It is better to strive in one's own dharma than to succeed in the dharma of another.
The Bhagavad Gita — c. 200 BC

Dharma is a Sanskrit concept with several layers of meaning that cannot be cleanly translated into any single English word. At its most fundamental, it refers to the natural order of things, the principle that sustains the cosmos. At the level of the individual, it refers to one's own specific duty, nature, and appropriate path — the particular way of being and acting that is right for this person, in this station, at this moment in life.

The Bhagavad Gita — the most concentrated and most widely read philosophical text in the Hindu tradition — addresses dharma in its most difficult form: Arjuna, the warrior prince, faces a battle in which he must fight and kill members of his own family and clan. He wants to refuse. Krishna, his charioteer and the divine voice of the Gita, argues that his duty as a warrior — his dharma — requires him to fight, and that the refusal to fulfill one's dharma is not compassion but confusion. The soul does not die with the body; the action performed in accordance with one's duty, without attachment to its fruits, is the highest form of human action.
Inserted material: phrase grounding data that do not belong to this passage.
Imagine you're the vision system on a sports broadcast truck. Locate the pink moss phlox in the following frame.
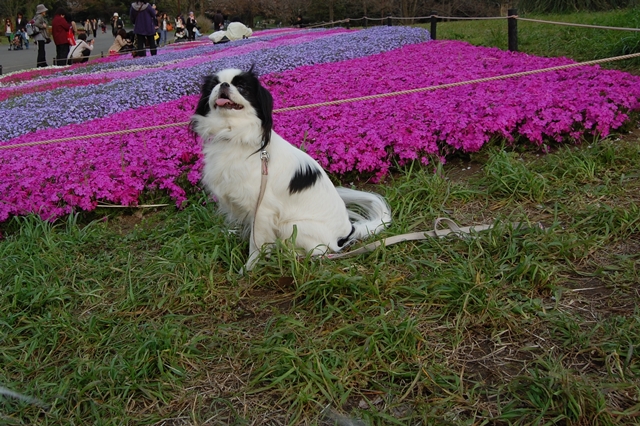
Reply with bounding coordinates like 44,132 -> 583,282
0,96 -> 200,222
0,76 -> 112,102
2,37 -> 640,222
264,40 -> 640,178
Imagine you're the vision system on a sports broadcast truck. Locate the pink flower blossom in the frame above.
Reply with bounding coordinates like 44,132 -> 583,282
1,32 -> 639,223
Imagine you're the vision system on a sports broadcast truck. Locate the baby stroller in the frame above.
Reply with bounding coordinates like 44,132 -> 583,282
11,30 -> 24,50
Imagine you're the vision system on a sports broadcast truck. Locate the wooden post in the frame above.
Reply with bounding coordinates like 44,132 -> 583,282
508,8 -> 518,51
364,17 -> 368,28
387,16 -> 392,26
430,11 -> 437,40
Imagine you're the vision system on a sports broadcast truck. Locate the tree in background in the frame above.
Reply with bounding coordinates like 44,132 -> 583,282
7,0 -> 637,32
0,0 -> 39,21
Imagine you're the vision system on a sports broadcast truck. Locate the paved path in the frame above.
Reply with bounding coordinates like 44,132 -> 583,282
0,28 -> 175,75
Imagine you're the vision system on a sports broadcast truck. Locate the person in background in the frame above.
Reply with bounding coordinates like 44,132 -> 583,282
185,11 -> 197,41
130,0 -> 157,57
84,19 -> 92,38
67,32 -> 94,63
108,28 -> 133,54
213,10 -> 224,31
152,4 -> 159,38
226,17 -> 252,40
174,14 -> 185,41
91,18 -> 98,37
52,8 -> 72,66
111,12 -> 123,37
295,15 -> 309,28
208,17 -> 252,44
32,4 -> 50,67
158,13 -> 169,46
5,18 -> 13,50
16,13 -> 29,49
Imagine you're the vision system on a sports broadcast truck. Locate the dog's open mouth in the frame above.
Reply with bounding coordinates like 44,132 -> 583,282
215,94 -> 243,110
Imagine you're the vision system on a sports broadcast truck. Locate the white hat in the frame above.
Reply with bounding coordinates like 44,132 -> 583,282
36,4 -> 48,14
113,12 -> 118,16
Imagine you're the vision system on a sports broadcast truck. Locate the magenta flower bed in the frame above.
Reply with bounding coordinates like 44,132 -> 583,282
0,98 -> 199,221
1,28 -> 639,223
0,76 -> 113,102
267,40 -> 640,177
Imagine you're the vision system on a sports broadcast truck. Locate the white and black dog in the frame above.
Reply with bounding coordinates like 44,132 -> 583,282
190,68 -> 391,270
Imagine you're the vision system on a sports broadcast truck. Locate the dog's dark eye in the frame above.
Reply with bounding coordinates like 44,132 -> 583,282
235,82 -> 248,92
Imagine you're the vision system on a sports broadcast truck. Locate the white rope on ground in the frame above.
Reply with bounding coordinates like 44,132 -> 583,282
0,122 -> 181,149
325,218 -> 523,260
0,385 -> 49,409
96,202 -> 170,208
2,50 -> 640,151
517,17 -> 640,32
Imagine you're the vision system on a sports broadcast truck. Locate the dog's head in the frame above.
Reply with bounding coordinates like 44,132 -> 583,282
191,68 -> 273,150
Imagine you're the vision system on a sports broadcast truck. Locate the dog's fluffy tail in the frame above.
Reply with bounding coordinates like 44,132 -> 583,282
336,187 -> 391,239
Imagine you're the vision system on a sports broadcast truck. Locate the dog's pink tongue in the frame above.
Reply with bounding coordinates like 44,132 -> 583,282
216,98 -> 232,106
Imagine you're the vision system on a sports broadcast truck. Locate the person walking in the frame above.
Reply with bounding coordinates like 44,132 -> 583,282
52,8 -> 72,66
32,4 -> 50,67
84,19 -> 92,37
4,19 -> 13,50
129,0 -> 157,57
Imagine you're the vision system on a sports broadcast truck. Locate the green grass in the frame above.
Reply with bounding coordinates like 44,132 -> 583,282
2,136 -> 639,424
2,9 -> 640,426
434,8 -> 640,69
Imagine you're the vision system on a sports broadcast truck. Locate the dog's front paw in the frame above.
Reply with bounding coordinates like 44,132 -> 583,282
242,250 -> 260,273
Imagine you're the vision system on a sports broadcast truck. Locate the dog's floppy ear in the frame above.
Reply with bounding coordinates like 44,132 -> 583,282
249,67 -> 273,151
194,74 -> 219,117
257,82 -> 273,150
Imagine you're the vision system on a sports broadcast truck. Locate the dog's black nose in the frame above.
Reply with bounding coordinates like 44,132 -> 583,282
220,82 -> 230,88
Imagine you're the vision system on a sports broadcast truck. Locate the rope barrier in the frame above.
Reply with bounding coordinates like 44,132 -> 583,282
517,17 -> 640,32
1,122 -> 182,150
3,49 -> 640,151
390,16 -> 433,20
304,19 -> 350,29
433,15 -> 510,21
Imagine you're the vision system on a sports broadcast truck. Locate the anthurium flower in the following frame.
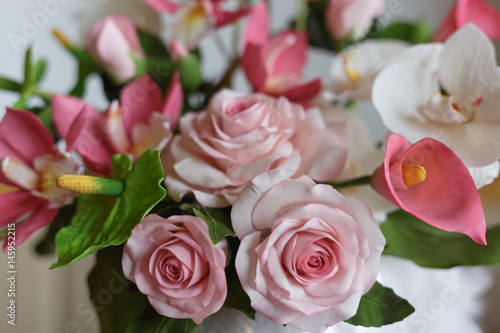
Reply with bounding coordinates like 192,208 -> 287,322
0,108 -> 84,249
328,40 -> 409,101
433,0 -> 500,42
52,74 -> 182,174
371,134 -> 486,245
241,2 -> 321,105
326,0 -> 385,41
143,0 -> 251,49
86,15 -> 145,83
372,24 -> 500,168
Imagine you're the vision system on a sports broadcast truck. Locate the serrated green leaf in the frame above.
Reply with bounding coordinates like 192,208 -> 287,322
381,210 -> 500,268
345,282 -> 414,327
52,150 -> 166,268
88,245 -> 199,333
180,203 -> 235,244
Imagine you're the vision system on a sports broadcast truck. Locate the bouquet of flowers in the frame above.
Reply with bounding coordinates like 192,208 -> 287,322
2,0 -> 500,332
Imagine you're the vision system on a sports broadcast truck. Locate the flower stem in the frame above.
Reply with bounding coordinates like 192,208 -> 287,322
295,0 -> 308,32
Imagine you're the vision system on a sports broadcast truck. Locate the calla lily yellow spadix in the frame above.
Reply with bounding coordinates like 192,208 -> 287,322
56,175 -> 124,196
402,164 -> 426,187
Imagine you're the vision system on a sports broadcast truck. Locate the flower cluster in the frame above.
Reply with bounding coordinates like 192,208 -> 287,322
2,0 -> 500,332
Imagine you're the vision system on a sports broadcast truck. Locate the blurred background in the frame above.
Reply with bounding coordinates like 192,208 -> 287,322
1,0 -> 500,332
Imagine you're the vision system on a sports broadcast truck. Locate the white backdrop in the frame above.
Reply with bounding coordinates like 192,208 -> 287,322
1,0 -> 500,332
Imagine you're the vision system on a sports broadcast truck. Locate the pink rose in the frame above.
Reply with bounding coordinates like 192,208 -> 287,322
122,214 -> 227,324
163,89 -> 347,208
233,170 -> 385,333
326,0 -> 385,40
86,15 -> 145,83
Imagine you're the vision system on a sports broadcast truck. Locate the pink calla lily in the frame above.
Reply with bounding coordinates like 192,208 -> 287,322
52,74 -> 183,174
371,134 -> 486,245
0,108 -> 83,249
241,2 -> 321,106
433,0 -> 500,42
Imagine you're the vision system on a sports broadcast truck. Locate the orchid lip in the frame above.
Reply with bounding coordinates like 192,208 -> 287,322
422,92 -> 477,125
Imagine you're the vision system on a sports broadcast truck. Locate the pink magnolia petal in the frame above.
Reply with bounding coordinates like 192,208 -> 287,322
4,204 -> 58,250
372,134 -> 486,245
0,108 -> 54,166
243,2 -> 268,47
120,74 -> 164,135
162,72 -> 183,130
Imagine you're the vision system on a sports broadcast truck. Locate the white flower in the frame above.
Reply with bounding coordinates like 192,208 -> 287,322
328,40 -> 409,101
372,24 -> 500,168
320,103 -> 397,222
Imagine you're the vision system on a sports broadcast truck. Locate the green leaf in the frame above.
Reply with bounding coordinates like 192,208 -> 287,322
345,282 -> 414,327
381,210 -> 500,268
0,77 -> 21,92
22,47 -> 35,94
52,150 -> 166,268
34,58 -> 47,84
88,245 -> 199,333
222,237 -> 256,320
177,54 -> 203,92
377,21 -> 433,44
138,30 -> 170,60
68,63 -> 94,97
180,203 -> 235,245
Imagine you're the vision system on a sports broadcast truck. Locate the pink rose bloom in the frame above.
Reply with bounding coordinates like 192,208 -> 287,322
233,170 -> 385,333
241,2 -> 321,105
122,214 -> 227,324
371,134 -> 486,245
86,15 -> 145,83
163,89 -> 347,208
0,108 -> 83,249
433,0 -> 500,42
326,0 -> 385,40
52,74 -> 182,175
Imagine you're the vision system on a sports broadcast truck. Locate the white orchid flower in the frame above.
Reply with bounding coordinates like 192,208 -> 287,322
328,40 -> 409,101
372,24 -> 500,168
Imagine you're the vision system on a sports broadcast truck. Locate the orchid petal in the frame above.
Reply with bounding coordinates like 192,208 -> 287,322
0,108 -> 54,166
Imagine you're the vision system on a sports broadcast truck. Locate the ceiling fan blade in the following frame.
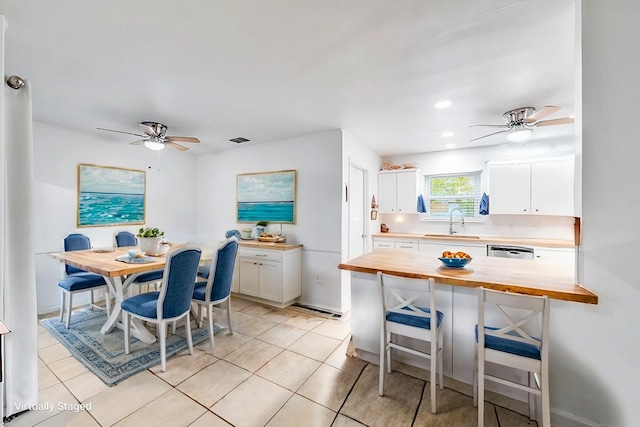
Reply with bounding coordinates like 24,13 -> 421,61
524,105 -> 561,123
469,129 -> 509,142
534,117 -> 575,127
129,139 -> 146,145
97,128 -> 146,138
165,136 -> 200,144
165,141 -> 189,151
469,124 -> 508,128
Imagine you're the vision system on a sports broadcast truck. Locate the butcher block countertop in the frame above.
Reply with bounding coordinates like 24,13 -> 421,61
239,240 -> 303,251
373,232 -> 575,248
339,251 -> 597,304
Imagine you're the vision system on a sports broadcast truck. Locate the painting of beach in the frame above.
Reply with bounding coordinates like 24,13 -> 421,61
77,164 -> 146,227
237,170 -> 296,223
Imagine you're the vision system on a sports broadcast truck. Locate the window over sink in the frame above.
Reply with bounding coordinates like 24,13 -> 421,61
422,171 -> 482,219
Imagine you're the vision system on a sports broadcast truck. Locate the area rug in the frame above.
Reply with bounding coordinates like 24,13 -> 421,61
40,310 -> 221,386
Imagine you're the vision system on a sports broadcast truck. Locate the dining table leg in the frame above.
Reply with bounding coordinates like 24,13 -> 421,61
100,275 -> 157,344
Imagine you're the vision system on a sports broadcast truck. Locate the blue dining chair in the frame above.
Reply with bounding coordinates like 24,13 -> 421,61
58,233 -> 110,328
114,231 -> 138,247
121,247 -> 202,372
114,230 -> 163,293
191,236 -> 239,350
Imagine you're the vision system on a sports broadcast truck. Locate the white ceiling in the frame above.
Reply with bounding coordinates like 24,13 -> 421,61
0,0 -> 576,157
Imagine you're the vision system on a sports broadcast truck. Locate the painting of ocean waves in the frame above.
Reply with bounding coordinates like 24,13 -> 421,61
78,164 -> 145,227
237,201 -> 294,222
79,192 -> 145,226
237,170 -> 296,223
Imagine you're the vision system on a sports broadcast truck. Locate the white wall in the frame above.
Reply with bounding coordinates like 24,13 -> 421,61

The concept of svadharma — one's own dharma, as distinct from the dharma of others — anticipates by two millennia what Emerson meant by self-reliance: envy is ignorance, imitation is suicide. The particular nature of each person, their specific place in the order of things, their particular gifts and responsibilities, constitute a path that no one else can walk for them. To imitate another's path, however impressive, is to abandon one's own — which is the only path that can lead to genuine fulfillment.

Swami Vivekananda brought this teaching to the West in his lectures on Karma Yoga: work performed in accordance with one's nature, without attachment to results, purifies the mind and develops the character. The work itself, done from right motivation and in accordance with one's nature, is its own reward — and its own spiritual practice.